Court Rules for White Firefighters, hence overruling Sotomayor:
The Supreme Court, voting 5-4 in a case that has been a lightning rod for high court nominee Sonia Sotomayor, invalidated a Connecticut city’s decision to scrap the results of a firefighter promotion exam in which the white candidates scored better than their black peers.
While employers should actively work to create fair paths to promotion, they may not overturn tests based on the results, moderate conservative Justice Anthony Kennedy wrote in the court’s opinion.
“Once that process has been established and employers have made clear their selection criteria, they may not then invalidate the test results, thus upsetting an employee’s legitimate expectation not be judged on the basis of race,” Kennedy wrote. The court’s four other conservative justices joined Justice Kennedy’s opinion.

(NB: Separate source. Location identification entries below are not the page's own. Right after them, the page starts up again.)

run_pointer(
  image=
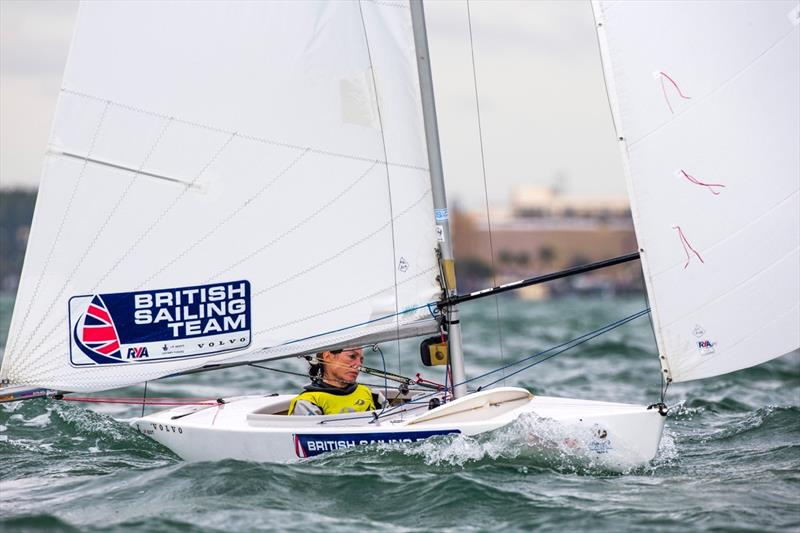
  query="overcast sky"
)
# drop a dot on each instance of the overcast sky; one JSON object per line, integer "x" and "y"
{"x": 543, "y": 104}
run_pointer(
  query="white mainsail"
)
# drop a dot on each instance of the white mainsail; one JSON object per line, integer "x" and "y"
{"x": 705, "y": 101}
{"x": 226, "y": 182}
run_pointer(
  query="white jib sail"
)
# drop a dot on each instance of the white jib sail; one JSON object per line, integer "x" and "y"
{"x": 226, "y": 181}
{"x": 705, "y": 101}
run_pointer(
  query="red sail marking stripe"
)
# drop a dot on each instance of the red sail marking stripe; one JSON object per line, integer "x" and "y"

You can read the complete ruling here.
Law professor William Jacobsen points out,
Assuming Sotomayor is confirmed, her presence on the Court would have made no difference in Ricci, since she is replacing Souter. The 5-4 split likely will give Sotomayor’s supporters comfort, since while she would have been in the minority, several current Supreme Court Justices agreed with her conclusion in the case. Nonetheless, there is plenty of fodder for Sotomayor’s opponents, both in the rejection of her position by the Court and her failure to deal with these issues head on, deferring instead to a lower court’s opinion.
However, Ed Whelan points out that,
although there is a sharp 5-4 divide among the justices, not a single justice thought that Judge Sotomayor acted correctly in granting summary judgment for the City of New Haven.

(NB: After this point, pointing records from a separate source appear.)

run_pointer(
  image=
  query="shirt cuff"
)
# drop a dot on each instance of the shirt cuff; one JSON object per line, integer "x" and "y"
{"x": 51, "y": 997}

Whelan also quotes Justice Alito on Judge Sotomayor’s Failure of Impartiality
Petitioners were denied promotions for which they qualified because of the race and ethnicity of the firefighters who achieved the highest scores on the City’s exam. The District Court threw out their case on summary judgment, even though that court all but conceded that a jury could find that the City’s asserted justification was pretextual. The Court of Appeals then summarily affirmed that decision.

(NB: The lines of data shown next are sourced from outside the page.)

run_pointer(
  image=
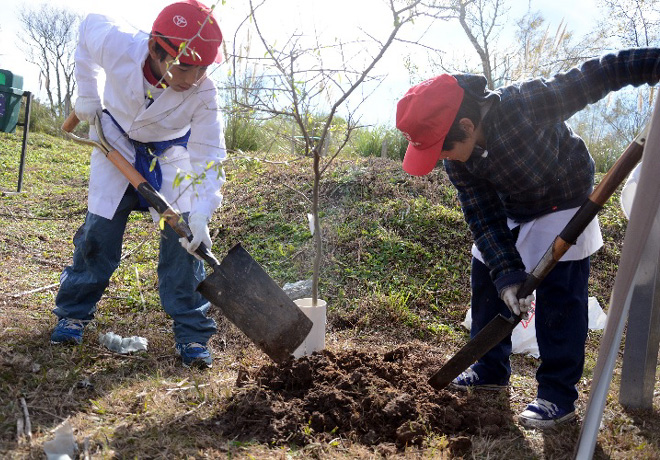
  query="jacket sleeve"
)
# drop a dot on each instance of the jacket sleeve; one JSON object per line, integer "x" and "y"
{"x": 485, "y": 216}
{"x": 89, "y": 53}
{"x": 558, "y": 98}
{"x": 206, "y": 148}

The dissent grants that petitioners’ situation is “unfortunate” and that they “understandably attract this Court’s sympathy.” But “sympathy” is not what petitioners have a right to demand. What they have a right to demand is evenhanded enforcement of the law—of Title VII’s prohibition against discrimination based on race. And that is what, until today’s decision, has been denied them.
Check out Bench Memos for more on this case.
The irony of the case lies in Ricci, who is dyslexic, having rejected favoritism under the Americans With Disabilities Act, finally prevailing but after the expense and strain of taking his case all the way to the highest court in the country.
Identity politics is, in a word, wrong.